Sapir-Whorf hipotezi, Eskimoların kar için dudak uçuklatacak kadar çok sayıda kelimeye sahip olduğuna dair yaygın ancak yanlış olan inanış gibi çeşitli şüpheli mit ve efsanelerle bağlantılıdır. Bununla birlikte, ana fikri Pinker’ın düşündüğü kadar yanlış değildir. Dil olmadan düşüncenin mümkün olamayacağına dair az sayıda kanıt olsa da dilin düşünme ve dünyayı deneyimleme biçimimizi etkilediğine dair çok sayıda kanıt vardır. Mesela, hangi dili kullandıklarına bağlı olarak, akıcı Almanca-İngilizce bilen kişiler hareketleri farklı şekilde kategorize ederken İspanyolca-İsveççe dil çiftini bilenler zamanın geçişini farklı şekilde ifade eder, Hollandaca ve Farsça bilenlerse müzik perdesini farklı şekilde algılarlar. Görünüşe göre Pinker bile düşüncelerin “mentalize” (mentalise) olarak adlandırdığı kendi dillerinde ifade edildiğine inanmasıyla düşünce ve dil arasındaki bağlantıyı ikna edici buluyor. Elbette bu tartışma ancak deneysel çalışmalarla, olabildiğince çok sayıda farklı dil (ve bu dilleri konuşanlar) üzerinde çalışılarak çözüme ulaştırılabilecektir. Bu durum dillerin duygusal olmayan nedenlerle değerli olduğuna dair biraz şüpheye yer bırakıyor.

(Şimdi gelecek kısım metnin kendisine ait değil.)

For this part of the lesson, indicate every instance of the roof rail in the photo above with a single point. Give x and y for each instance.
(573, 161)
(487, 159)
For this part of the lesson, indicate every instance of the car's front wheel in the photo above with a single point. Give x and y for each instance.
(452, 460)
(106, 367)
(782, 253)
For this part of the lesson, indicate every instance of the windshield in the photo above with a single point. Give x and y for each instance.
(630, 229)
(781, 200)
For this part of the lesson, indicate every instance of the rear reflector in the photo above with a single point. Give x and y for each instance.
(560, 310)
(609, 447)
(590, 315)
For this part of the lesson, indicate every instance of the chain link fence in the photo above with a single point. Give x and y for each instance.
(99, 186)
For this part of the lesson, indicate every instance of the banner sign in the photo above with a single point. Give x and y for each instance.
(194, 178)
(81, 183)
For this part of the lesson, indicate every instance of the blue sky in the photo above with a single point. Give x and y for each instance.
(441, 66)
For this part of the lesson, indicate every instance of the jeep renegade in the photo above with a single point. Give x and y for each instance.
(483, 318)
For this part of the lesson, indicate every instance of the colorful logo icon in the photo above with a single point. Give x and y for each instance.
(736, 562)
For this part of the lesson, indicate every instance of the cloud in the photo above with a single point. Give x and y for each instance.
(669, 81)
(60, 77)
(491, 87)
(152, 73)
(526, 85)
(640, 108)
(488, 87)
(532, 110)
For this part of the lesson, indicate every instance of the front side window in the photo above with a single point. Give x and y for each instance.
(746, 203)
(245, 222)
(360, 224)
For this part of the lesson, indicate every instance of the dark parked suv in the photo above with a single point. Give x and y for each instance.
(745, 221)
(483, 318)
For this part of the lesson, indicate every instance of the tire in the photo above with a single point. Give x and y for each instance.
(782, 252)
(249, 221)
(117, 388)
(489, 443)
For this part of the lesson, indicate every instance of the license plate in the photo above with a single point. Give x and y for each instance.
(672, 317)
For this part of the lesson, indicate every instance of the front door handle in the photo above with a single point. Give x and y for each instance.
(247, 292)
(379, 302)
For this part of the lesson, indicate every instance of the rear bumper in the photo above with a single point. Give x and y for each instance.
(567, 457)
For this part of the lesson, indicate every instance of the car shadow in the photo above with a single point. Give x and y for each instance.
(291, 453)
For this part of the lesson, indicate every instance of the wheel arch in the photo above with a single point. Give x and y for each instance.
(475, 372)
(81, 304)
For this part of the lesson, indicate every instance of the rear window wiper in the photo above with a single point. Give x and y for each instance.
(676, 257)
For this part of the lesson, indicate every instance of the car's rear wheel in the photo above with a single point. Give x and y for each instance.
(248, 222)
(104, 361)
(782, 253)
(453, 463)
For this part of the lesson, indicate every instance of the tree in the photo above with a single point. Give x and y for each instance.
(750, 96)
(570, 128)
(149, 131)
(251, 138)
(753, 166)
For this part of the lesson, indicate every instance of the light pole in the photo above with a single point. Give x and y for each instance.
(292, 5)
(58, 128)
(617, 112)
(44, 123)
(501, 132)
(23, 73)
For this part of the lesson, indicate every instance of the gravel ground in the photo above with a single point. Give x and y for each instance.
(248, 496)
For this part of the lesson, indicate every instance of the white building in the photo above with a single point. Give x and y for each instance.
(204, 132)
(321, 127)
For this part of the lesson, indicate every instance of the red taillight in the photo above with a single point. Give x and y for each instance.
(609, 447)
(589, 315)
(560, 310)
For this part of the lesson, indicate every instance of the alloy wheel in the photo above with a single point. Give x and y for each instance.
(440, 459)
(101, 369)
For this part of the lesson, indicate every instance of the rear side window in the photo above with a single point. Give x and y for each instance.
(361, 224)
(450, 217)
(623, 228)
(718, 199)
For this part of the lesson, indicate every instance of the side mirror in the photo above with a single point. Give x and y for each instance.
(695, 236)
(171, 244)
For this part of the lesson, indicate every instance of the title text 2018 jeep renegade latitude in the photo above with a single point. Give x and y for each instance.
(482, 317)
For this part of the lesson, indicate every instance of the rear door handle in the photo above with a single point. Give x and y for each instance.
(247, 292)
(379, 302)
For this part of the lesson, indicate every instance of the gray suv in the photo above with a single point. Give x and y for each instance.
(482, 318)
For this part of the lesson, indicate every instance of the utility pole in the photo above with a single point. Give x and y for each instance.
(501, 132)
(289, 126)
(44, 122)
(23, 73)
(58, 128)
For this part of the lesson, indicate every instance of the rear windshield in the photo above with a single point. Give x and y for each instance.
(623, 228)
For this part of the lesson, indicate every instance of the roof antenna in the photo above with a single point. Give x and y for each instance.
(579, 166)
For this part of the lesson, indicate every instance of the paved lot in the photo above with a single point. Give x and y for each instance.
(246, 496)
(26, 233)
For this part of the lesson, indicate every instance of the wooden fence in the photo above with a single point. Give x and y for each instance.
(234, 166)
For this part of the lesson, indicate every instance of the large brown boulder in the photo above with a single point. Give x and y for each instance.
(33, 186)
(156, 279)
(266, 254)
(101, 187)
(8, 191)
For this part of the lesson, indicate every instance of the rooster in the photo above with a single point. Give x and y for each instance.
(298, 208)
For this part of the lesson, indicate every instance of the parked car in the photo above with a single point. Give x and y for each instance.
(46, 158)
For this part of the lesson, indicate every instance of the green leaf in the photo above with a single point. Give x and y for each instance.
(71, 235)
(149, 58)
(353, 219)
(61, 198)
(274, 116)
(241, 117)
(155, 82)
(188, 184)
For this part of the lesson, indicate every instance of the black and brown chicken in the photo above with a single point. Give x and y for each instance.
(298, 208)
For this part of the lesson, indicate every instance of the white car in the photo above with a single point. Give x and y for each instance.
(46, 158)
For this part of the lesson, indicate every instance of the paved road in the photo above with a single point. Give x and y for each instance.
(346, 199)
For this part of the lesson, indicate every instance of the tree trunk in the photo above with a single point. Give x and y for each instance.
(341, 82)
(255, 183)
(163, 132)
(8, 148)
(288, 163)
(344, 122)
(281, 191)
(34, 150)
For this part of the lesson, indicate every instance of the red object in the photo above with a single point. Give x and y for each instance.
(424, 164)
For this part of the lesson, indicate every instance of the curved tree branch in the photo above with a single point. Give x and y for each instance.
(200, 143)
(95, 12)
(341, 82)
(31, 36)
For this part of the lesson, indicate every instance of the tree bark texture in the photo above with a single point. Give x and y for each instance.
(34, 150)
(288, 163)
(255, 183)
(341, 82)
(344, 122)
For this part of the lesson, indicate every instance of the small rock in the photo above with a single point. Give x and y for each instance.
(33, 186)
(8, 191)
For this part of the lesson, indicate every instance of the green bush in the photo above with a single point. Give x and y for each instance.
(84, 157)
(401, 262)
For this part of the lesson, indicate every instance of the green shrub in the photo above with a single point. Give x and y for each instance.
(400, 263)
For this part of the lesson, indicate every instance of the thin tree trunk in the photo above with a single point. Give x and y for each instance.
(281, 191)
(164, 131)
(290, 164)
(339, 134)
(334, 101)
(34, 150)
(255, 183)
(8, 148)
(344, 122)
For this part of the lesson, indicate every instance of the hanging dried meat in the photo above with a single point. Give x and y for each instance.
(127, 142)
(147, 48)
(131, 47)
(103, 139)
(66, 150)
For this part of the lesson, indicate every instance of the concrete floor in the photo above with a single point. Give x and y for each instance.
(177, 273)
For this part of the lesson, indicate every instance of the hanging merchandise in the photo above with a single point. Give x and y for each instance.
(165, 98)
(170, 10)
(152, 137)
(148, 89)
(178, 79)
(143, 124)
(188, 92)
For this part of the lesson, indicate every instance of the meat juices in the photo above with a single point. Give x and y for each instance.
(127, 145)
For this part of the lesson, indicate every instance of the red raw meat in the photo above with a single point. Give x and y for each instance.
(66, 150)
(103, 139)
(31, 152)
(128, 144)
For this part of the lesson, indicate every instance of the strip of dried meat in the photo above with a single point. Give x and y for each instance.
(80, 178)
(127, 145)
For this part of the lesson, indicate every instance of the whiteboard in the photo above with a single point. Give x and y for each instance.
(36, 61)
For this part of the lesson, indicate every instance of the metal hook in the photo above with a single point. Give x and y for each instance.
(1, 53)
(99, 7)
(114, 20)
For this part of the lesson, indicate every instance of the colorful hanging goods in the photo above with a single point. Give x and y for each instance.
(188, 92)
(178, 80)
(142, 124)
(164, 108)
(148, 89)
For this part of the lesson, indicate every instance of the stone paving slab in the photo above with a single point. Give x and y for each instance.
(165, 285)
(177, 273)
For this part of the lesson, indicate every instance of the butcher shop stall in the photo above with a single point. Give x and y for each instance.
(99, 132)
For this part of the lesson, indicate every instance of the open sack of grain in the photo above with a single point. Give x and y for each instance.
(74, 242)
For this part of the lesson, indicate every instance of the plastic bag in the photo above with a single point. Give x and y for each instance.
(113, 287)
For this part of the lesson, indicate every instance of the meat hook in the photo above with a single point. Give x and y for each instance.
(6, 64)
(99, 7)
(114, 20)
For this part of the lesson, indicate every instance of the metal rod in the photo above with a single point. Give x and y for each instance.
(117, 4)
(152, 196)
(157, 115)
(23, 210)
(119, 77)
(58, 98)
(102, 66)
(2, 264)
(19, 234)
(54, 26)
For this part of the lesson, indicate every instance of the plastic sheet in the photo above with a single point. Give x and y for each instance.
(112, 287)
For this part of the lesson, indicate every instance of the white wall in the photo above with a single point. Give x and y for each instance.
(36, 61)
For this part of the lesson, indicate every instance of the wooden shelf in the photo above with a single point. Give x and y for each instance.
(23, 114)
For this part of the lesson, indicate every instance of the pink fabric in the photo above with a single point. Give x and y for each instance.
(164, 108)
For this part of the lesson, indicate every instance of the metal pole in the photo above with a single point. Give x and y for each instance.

İkinci olarak, duygusal açıdan değere daha yakından bakalım. Neden bazı değer biçme yollarını ‘duygusal’ olarak adlandırırız? Bunu genellikle, Cohen ve silgisi örneğinde olduğu gibi, bir kişi kendi kişisel bağının olduğu bir şeye değer verdiğinde yaparız. Cohen bu türden bir değeri kişisel değer olarak adlandırmaktadır. Kişisel değeri olan şeylere, onlarla arasında bir bağ olmayan insanlar tarafından çok daha az değer verilir. Duygusal olmanın bir başka yolu da önem verdiğimiz biriyle veya bir şeyle bağlantılı olan bir şeye değer vermektir. Bu tür bir değer, ünlülerin imzalarıyla oluşturulan bir pazarın gelişmesinin ve dünyanın dört bir yanında ebeveynlerin çocuklarının resimlerini buzdolaplarına yapıştırmalarının ardında yatan nedenler arasında yer almaktadır.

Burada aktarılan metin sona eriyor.